# Rate your Linux Distribution.



## gotrootdude (Feb 19, 2003)

I thought it'd be a good idea to have a poll showing which Linux distributions forum members use for desktops and consider to be the best. If your distribution isn't listed, don't fret it, the poll feature only allows ten choices, just write a short piece on why you consider it the best.


----------



## gotrootdude (Feb 19, 2003)

For the record, I voted for Sabayon. Here's why:
Pros
1. Beryl is set up out of the box.
2. Gentoo portage is one of the best, if not the best, package management I've ever used. Apt-get (Debian) is probably the second best if it allowed building from source. 
3. Speed is great after you build your packages, especially if you rebuild your apps from source instead of using the -bin or prebuilt binaries. Just don't emerge -u world.
4. It comes with the kitchen sink, and you can unemerge what's not used easily.
5. Easy set up Gentoo based dist.
6. I can flip to another destop, and emerge a package, if I think of one, while another package is being emerged without waiting, and I can check the gentoo portage database online by placing a shortcut on my desktop.

Cons.

1. Like all distros, there's a few errors, such as the super key mapping with beryl, ATI support (what else is new).

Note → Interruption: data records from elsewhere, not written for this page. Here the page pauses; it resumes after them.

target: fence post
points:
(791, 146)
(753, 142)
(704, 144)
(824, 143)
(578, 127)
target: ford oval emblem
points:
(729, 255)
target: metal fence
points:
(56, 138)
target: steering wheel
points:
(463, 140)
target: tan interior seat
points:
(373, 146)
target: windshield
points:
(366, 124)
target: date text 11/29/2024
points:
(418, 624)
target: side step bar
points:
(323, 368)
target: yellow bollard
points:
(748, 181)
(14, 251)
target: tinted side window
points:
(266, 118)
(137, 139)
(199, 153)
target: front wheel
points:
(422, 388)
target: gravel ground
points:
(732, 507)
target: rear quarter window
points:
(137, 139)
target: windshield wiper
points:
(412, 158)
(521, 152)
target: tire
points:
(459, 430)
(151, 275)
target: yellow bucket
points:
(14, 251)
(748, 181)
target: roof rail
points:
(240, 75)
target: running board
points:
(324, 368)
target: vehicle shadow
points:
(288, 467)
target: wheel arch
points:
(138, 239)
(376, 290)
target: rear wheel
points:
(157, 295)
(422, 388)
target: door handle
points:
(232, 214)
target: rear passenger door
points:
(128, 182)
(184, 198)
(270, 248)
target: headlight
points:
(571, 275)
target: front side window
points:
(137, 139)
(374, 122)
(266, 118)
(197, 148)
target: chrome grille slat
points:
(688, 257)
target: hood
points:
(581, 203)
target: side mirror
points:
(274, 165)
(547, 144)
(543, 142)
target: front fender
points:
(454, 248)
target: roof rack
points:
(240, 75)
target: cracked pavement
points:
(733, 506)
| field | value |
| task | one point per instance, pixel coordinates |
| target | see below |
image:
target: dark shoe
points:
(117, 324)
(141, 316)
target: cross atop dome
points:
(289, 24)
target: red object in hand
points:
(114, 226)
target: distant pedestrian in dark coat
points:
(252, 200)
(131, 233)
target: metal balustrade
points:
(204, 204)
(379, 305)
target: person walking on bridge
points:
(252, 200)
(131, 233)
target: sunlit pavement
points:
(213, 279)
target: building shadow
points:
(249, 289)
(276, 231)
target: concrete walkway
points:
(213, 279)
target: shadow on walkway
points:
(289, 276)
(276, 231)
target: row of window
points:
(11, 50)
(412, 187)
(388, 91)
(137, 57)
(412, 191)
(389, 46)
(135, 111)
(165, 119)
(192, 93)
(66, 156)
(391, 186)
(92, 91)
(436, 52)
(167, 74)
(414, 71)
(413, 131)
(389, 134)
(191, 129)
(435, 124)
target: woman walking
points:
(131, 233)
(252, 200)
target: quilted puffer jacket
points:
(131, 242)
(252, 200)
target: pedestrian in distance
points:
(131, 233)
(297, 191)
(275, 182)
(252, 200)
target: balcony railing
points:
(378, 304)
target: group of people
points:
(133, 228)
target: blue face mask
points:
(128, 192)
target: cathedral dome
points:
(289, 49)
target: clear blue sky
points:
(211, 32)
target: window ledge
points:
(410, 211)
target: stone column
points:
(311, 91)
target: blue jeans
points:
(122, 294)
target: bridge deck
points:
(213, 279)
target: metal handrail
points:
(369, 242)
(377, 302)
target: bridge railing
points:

I also use opensuse, but find it to be slow and clunky compared to other distros I've used, way too bloated, multimedia is messed up with the suse version of xine and missing format support, yast and xenworks are god awful slow even on a modern box. Yast has also messed up with dependencies a few times with me.


----------



## ljbirns (Mar 16, 2006)

I use Ubuntu. I am VERY new to linux and am just trying to learn. Some of it is pretty easy and intuitive. Some ( ie: i can't get real player to work )
is very ( for me ) difficult. There are good forums and help is pretty easy to find. It's trial and error for sure.

Lew


----------



## Stephen47 (Oct 4, 2002)

good luck with wireless in any of them


----------



## [email protected] (Mar 6, 2007)

I don't see Gentoo on there 

I think it's the best since it's -real- Linux. You have to compile everything yourself.


----------